What they predicted has now come to pass: data from the reinvestment of maturing bonds originally purchased by the central bank as part of its pandemic relief program shows a sharp build-up in Italian paper stocks, while German bond stocks were reduced .

This preferential treatment of individuals occurs without any conditions.

For several years now, the central bank has been buying up all of Italy's new debt because private investors at home and abroad are not interested in paper with less than impressive credit ratings given the low interest rates.

The increasingly troubled references of some economists to the manageable burden of the debt for the national budget in Rome due to the low interest rates and the long average term of the Italian debt do not convince private investors who invest money for themselves or for customers.

In order for risk and return to match from their point of view, the bonds would either have to yield higher returns – or Italy would have to pursue a policy more geared towards economic growth and solid public finances.

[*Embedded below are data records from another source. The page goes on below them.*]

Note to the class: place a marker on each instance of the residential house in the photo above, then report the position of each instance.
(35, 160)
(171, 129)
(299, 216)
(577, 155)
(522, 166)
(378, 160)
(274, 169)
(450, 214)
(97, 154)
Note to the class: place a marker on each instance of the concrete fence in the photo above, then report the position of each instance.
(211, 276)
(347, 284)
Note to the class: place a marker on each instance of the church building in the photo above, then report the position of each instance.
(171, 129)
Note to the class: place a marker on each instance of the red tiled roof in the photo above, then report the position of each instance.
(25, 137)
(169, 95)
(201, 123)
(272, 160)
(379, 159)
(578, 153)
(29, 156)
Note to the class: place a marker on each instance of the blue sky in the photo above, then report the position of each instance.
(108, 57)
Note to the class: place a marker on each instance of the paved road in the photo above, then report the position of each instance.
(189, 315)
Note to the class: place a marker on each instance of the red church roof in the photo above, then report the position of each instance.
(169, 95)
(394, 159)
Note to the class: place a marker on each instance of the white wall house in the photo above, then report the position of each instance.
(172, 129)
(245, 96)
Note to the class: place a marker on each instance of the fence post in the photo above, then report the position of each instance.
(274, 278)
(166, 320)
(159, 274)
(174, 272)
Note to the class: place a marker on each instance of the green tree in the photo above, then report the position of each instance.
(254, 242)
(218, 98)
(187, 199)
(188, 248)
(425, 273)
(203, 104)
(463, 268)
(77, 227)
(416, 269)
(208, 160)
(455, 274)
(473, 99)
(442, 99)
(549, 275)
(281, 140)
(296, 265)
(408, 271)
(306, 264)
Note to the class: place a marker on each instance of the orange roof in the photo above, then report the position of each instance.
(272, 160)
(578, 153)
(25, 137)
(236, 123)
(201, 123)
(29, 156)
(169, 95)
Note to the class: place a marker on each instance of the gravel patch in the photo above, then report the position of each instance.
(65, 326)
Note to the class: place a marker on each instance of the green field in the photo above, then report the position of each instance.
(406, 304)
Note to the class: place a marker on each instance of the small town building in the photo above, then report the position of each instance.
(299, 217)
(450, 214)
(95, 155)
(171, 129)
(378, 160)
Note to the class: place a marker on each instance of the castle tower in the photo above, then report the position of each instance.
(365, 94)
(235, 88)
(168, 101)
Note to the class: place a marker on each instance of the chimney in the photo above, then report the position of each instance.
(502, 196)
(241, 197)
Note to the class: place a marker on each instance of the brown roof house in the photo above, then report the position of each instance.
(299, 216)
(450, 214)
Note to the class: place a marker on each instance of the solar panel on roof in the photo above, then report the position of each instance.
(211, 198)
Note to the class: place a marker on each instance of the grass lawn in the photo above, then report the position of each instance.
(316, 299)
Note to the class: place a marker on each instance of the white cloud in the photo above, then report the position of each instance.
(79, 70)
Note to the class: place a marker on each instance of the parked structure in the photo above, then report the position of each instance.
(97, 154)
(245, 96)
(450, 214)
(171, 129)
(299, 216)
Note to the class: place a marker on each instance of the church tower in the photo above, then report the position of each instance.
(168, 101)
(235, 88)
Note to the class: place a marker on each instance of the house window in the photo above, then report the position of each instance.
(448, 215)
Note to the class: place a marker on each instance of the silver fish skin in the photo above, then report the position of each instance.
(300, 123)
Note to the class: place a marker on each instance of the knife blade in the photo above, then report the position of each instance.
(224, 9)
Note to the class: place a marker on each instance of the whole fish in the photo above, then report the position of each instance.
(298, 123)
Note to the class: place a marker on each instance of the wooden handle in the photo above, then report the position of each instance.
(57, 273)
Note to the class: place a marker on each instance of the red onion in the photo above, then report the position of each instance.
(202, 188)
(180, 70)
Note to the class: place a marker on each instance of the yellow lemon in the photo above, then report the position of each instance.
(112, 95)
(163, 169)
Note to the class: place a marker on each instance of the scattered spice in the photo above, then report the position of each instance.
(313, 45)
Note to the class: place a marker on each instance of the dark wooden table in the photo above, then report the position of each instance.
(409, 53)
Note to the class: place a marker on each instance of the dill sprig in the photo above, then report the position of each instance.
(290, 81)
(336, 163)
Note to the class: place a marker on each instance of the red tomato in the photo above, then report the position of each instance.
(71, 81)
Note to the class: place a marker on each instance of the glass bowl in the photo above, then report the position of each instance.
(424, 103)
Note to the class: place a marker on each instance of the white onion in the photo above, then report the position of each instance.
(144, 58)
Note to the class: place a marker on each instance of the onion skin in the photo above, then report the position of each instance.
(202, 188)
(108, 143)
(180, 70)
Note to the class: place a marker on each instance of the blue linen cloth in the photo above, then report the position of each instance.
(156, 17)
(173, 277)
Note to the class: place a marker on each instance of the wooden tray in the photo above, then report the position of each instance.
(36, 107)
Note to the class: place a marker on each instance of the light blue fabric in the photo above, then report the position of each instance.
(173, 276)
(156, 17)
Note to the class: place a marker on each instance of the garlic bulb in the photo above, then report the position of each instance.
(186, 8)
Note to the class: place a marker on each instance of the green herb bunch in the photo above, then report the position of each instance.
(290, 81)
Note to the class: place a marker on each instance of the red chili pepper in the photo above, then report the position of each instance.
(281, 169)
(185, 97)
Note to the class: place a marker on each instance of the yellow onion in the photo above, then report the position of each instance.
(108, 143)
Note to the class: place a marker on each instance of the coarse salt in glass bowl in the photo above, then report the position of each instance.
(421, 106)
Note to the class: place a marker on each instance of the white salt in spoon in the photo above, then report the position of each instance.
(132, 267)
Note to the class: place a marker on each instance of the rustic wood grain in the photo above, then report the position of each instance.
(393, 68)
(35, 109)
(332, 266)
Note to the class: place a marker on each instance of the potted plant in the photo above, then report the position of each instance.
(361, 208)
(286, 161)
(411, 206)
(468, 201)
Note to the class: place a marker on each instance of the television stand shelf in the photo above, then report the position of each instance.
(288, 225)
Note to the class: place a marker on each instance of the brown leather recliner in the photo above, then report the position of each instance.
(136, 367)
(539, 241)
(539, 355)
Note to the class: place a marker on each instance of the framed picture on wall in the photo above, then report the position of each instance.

As long as the ECB ensures solvency, no government has to pursue serious policies.

Reasons why the ECB should not stop providing support can be heard from interested circles, for example: The West must not show any weakness during the Ukraine war.

Or: An end to ECB support would lead to a right-wing government in the fall.

Whatever one might think of these reasons, they have nothing to do with monetary policy.

The ECB is abused by cold-blooded politicians who are primarily driven by their own interests.

But the ECB is also too easy to abuse.

She keeps going down the wrong path.

Only a narrow interpretation of its mandate can give it a foothold.